Neulich war ich bei der Osteopathin. Während der Behandlung fragte sie plötzlich: „Nehmen Sie beim Treppensteigen eigentlich immer die rechte Seite zuerst?“ Ich überlegte kurz und lachte dann: „Ja, jetzt wo sie es sagen! Aber warum eigentlich?“ Sie zuckte mit den Schultern: „Man spürt es an Ihrem Körper.“ Da wurde mir wieder klar: Wir tun jeden Tag so viele Dinge, ohne je darüber nachzudenken, warum. Diese Gewohnheiten haben mit der Zeit Folgen. Genau mit diesem Gedanken beginnt das Abenteuer.

Warum Gewohnheiten so mächtig sind

Ich habe mal gelesen, dass 40 Prozent unseres Verhaltens auf Gewohnheiten basieren. Das kommt mir sogar wenig vor. Beobachten Sie sich gern mal selbst: Wie viel Zeit Ihres Tages verbringen sie so, weil sie es einfach gewohnt sind? Alle unsere Routinen haben natürlich einen Sinn: Sie helfen uns, Energie zu sparen und im Zweifel zu überleben. So weit, so sinnvoll. Viele Gewohnheiten haben wir so verinnerlicht, dass wir sie gar nicht mehr wahrnehmen. Sie sind bequem, wie ein gemütliches, durchgesessenes Sofa. Deshalb bleiben wir darauf sitzen – zumal wir gar nicht so richtig merken, dass es noch da ist.

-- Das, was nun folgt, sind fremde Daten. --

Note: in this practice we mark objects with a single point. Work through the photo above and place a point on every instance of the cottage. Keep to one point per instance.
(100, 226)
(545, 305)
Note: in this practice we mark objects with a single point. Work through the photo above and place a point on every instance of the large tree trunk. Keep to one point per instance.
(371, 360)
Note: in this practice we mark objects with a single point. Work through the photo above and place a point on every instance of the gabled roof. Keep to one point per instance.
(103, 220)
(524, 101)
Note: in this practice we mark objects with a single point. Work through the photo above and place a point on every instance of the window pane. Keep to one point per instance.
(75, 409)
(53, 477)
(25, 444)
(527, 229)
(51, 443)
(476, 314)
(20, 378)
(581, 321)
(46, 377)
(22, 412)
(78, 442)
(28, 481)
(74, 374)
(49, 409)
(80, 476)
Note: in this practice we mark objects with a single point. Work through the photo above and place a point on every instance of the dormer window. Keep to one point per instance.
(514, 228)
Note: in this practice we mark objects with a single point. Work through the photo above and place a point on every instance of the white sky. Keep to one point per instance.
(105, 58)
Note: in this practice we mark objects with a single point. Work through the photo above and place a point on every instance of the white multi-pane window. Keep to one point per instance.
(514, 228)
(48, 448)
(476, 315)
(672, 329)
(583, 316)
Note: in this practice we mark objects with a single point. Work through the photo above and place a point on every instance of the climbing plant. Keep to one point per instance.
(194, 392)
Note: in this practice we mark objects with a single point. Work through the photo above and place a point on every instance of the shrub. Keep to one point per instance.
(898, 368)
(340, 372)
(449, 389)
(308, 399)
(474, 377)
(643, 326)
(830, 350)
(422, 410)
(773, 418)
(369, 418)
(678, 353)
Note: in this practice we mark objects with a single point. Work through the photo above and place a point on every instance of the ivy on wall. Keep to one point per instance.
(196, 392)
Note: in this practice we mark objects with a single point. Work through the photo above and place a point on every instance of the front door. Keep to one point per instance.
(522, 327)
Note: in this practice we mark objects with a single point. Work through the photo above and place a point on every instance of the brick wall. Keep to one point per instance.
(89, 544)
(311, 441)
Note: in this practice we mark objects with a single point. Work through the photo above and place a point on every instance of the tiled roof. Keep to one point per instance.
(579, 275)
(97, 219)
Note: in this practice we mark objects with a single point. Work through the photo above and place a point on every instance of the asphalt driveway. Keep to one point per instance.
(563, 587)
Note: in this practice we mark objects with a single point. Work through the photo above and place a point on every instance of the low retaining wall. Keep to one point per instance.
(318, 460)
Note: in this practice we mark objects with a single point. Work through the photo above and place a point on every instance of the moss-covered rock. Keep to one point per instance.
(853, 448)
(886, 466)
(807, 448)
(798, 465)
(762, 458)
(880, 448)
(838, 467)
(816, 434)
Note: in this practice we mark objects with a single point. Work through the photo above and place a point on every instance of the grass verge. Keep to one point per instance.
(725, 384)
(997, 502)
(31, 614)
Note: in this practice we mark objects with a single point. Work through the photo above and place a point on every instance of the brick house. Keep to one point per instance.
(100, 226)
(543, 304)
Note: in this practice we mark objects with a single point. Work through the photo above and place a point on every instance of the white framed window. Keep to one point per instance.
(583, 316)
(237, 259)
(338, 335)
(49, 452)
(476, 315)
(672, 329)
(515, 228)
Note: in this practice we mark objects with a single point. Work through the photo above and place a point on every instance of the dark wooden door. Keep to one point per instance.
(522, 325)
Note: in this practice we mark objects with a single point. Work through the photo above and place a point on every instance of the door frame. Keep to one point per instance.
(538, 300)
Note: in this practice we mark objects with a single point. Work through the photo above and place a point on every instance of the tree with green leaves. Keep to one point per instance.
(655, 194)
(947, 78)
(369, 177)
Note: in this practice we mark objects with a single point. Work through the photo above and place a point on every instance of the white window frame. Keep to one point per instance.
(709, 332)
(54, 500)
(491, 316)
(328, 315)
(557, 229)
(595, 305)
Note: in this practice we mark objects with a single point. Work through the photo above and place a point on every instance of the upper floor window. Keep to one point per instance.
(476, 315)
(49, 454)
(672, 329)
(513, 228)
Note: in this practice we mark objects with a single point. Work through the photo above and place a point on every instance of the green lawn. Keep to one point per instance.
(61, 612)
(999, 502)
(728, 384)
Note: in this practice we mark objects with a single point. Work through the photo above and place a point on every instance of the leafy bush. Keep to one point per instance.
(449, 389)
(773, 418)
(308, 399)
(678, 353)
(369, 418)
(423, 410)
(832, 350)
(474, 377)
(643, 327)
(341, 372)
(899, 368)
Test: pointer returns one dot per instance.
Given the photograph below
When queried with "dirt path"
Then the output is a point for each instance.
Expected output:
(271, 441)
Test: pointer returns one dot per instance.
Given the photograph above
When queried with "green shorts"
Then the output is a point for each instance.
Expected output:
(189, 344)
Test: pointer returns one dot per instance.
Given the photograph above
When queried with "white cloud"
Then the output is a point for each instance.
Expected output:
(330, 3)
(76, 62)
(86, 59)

Psychologen sagen, dass es etwa 66 Tage dauert, um eine neue Gewohnheit zu etablieren. Klingt machbar, oder? Aber in der Praxis ist das oft zäh. Ich habe es selbst erlebt: Als gelernter Kfz-Mechaniker war das Auto für mich jahrzehntelang ein Symbol für Freiheit, Unabhängigkeit und Status. Heute? Mein Wagen steht irgendwo in Berlin. Ich habe ihn mit einem Tracker ausgestattet, damit ich ihn bei Bedarf finde. Inzwischen fahre ich fast nur noch Rad oder Bahn. Warum? Weil es für mich besser funktioniert. Der Weg dahin war allerdings ein Prozess.

Mein „Switch-Moment“

Alles begann vor über 20 Jahren im Dentallabor meiner Familie. Einer unserer Kunden schrieb seine Doktorarbeit über schädliche Zusatzstoffe in Zahnpasta. Wir kamen auf die Idee, eine wasserfreie Alternative zu entwickeln. Das war mein „Switch-Moment“. Kaum etwas lernen wir früher als Zähneputzen: Nach der Windel kommt die Zahnpasta. Zwei Mal pro Tag, drei Minuten. Wir können es uns gar nicht anders vorstellen. Ich selbst hatte nie in Zweifel gezogen, dass das so auch richtig ist. Geballte Naivität! Und das ausgerechnet bei mir.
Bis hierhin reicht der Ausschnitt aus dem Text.